Securities and Exchange Commission charged Michael Johnson, a divisional merchandise manager at Kohl’s, which is a national department store. The complaint alleged that Johnson assisted the financial fraud at Carter’s, Inc, an Atlanta-based manufacturer of children’s clothing. Specifically, the SEC alleges that Johnson assisted Joseph Elles, a former Executive Vice President of Sales at Carter’s, in concealing his financial fraud from senior Carter’s management. That scheme caused Carter’s to materially misstate its net income and expenses in several financial reporting periods between 2004 and 2009.

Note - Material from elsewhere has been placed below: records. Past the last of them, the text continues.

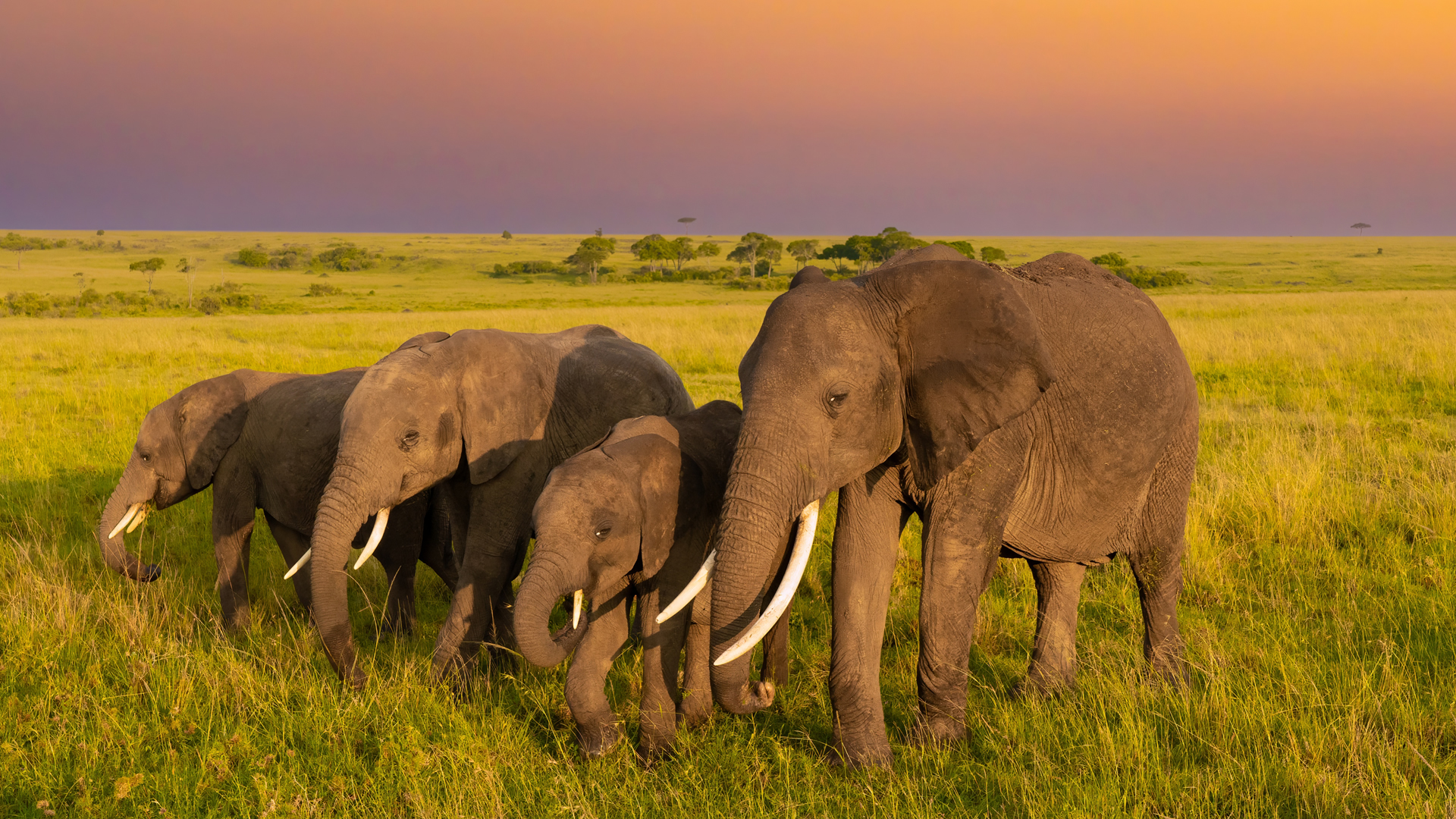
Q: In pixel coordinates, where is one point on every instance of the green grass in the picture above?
(1316, 608)
(450, 273)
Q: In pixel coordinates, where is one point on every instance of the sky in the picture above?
(1018, 117)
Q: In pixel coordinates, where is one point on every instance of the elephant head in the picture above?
(916, 362)
(178, 449)
(438, 404)
(613, 513)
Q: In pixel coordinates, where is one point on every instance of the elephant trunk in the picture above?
(137, 487)
(346, 506)
(545, 582)
(758, 512)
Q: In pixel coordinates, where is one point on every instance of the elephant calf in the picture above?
(629, 518)
(261, 441)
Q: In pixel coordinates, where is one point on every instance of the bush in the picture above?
(249, 257)
(1145, 278)
(348, 257)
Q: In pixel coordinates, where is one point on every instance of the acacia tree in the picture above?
(802, 249)
(683, 253)
(149, 268)
(752, 246)
(20, 243)
(188, 267)
(590, 254)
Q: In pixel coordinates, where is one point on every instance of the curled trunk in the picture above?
(137, 485)
(758, 513)
(544, 585)
(341, 515)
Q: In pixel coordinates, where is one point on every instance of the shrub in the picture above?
(348, 257)
(249, 257)
(1110, 261)
(963, 246)
(1145, 278)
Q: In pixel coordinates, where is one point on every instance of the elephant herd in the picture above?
(1043, 413)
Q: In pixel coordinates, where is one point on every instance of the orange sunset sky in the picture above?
(1041, 117)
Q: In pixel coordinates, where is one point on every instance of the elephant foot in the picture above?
(861, 760)
(598, 739)
(1169, 668)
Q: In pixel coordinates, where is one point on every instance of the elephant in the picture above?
(261, 441)
(629, 518)
(485, 414)
(1044, 413)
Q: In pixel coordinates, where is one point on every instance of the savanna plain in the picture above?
(1316, 605)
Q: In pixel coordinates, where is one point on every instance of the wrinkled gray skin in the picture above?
(264, 441)
(1043, 413)
(491, 413)
(629, 518)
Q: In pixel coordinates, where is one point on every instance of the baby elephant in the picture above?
(629, 518)
(262, 441)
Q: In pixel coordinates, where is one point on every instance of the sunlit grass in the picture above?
(1316, 610)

The SEC’s complaint, filed in the United States District Court for the Northern District of Georgia, alleges that between 2004 and 2009, Elles fraudulently manipulated the amount of discounts that Carter’s granted to Kohl’s, Carter’s largest wholesale customer in order to induce Kohl’s to purchase greater quantities of Carter’s clothing for resale. In an effort to conceal the scheme, Elles persuaded Kohl’s to defer subtracting the discounts from payments until later periods. Elles also persuaded Johnson, who handled the Carter’s account at Kohl’s to sign a false confirmation that misrepresented to Carter’s accounting personnel the timing and amount of those discounts. By concealing the amount of discounts that had been promised to Kohl’s, Elles and Johnson caused Carter’s to materially understate it expenses in certain quarters and materially overstate its earnings in those quarters.

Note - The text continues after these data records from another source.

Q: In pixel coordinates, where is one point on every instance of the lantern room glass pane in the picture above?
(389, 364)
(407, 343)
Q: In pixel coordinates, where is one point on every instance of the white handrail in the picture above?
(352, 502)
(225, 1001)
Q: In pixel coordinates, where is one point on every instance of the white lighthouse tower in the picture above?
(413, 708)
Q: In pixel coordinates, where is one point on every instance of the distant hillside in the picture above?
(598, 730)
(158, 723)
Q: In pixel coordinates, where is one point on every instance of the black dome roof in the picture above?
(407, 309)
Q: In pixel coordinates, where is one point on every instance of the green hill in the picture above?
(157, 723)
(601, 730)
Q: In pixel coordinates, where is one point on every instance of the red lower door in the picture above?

After conducting its own internal investigation, Carter’s was required to issue restated financial results for the affected periods.
The SEC’s complaint alleges that Johnson violated Rule 13b-2 of the Securities Exchange Act of 1934 (“Exchange Act”), which prohibits any person from directly or indirectly falsifying or causing to be falsified an issuer’s accounting records. The complaint also alleges that Johnson aided and abetted Elles’ violations of Section 13b(5) of the Exchange Act, which among other things, prohibits any person from knowingly falsifying the books, records and/or accounts of an issuer, and Rule 13b2-1 thereunder. The SEC is seeking permanent injunctive relief and financial penalties against Johnson.